Nationalisme descendant contre patriotisme ascendant 

Mais là où la fracture entre nationalistes est certainement la plus profonde c'est dans ses dynamiques d'expression et même de construction qui s'opposent radicalement malgré des valeurs antimondialistes partagées. En effet nous observons 2 principales dynamiques identitaires et qui se déclinent en systèmes politiques opposés :
- Une dynamique descendante qui émane d'un pouvoir politique centralisé qui définit arbitrairement l'identité unie des personnes vivant sur les territoires qu'il a conquis au cours de l'Histoire. Cette identité est souvent forcée par une propagande et une éducation contrôlées dont l'objectif principal est de créer et distiller dans les esprits un mythe national pour uniformiser les citoyens et les conditionner à l'existence d'une nation unique et pour beaucoup d'entre eux, souvent hors sol. L'histoire des expansionnismes divers (religieux, économiques, politiques, culturels etc.), européens ou coloniaux des États-nations occidentaux nous donnent des exemples continuels de ces pensées uniques hégémoniques généralement communautaro-centrées.
- Une dynamique ascendante qui émane du peuple et construit le « Politis » d'une nation dans le cadre de son identité humaine réelle qui est la résultante d'un territoire naturel qui forge une culture elle-même matrice d'une identité nationale (au sens étymologique de « natio » c'est à dire « groupe humain de la même origine »). Après cette filiation peuple-nation, la formation d'un État en est la conséquence historique éventuelle et non la cause ontologique et légitime comme cherchent à nous le faire croire les centralismes politiques qui aiment d'ailleurs entretenir une confusion entre Peuple, Nation et État (« L'État, c'est moi » de Louis XIV ou « la raison d'État » de Machiavel, sont parmi les piliers qui fondent l'absolutisme politicien des futurs États nations occidentaux).

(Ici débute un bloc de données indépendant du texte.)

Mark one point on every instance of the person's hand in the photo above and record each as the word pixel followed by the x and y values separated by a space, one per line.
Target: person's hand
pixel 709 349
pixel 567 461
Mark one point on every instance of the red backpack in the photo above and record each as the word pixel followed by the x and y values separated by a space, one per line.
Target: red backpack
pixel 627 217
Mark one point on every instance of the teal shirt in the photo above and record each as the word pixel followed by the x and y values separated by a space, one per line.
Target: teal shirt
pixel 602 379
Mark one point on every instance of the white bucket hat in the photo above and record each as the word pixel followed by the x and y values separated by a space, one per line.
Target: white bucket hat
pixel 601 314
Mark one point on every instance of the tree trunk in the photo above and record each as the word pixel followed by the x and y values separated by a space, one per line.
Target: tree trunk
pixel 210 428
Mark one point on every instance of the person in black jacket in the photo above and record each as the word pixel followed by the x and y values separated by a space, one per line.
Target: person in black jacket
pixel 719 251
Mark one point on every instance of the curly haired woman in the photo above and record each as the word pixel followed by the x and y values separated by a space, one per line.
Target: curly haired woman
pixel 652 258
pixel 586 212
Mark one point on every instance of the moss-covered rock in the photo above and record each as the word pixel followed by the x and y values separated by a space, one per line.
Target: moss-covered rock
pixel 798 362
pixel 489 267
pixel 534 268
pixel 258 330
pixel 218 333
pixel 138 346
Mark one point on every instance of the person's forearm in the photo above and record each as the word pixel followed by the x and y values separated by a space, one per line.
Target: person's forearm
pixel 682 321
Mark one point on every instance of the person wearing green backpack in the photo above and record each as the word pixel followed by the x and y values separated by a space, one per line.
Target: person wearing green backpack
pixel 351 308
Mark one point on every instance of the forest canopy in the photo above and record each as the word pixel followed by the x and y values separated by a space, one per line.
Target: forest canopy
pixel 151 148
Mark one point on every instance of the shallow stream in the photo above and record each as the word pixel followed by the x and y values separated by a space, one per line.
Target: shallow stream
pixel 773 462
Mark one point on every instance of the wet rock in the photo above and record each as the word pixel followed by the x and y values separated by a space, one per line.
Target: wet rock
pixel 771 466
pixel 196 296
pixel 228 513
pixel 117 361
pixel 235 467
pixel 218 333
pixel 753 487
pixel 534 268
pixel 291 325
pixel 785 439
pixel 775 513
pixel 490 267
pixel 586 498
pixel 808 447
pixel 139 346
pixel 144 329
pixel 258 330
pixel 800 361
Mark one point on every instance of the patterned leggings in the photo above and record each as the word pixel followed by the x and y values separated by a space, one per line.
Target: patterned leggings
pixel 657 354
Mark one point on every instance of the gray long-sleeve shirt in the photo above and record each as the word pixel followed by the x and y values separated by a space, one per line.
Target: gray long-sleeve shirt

Et cette opposition de ces dynamiques ascendantes ou descendantes des définitions identitaires n'est pas nouvelle. Elle trouve déjà une illustration au XVème siècle dans la querelle opposant Jean Bodin, le théoricien d'un pouvoir centralisateur et placé au-dessus des lois, à Althusius Johannes, l'héritier de cette relation du citoyen à l'empire antique à l'intérieur de laquelle les identités et les traditions des peuples le composant sont respectés par le pouvoir (cet héritage impérial va survivre en partie sur les territoires de l'ancien empire romain germanique qui restent pour beaucoup encore des systèmes fédéraux). 
Et si vous ne savez pas reconnaître lequel des sentiments exprimés est un nationalisme descendant, forcé et artificiel et lequel est un patriotisme montant, naturel et charnel, il suffit d'écouter les discours des uns et des autres : les propagandes nationalistes sont fondées l'infaillibilité du pouvoir autant que sur la haine (et la peur) des autres, donnant ainsi naissance à des communautarismes suprématistes, tandis que les propagandes patriotiques entretiennent la démocratie (« demos kratos ») l'amour des siens, de ses traditions lointaines et le respect des autres.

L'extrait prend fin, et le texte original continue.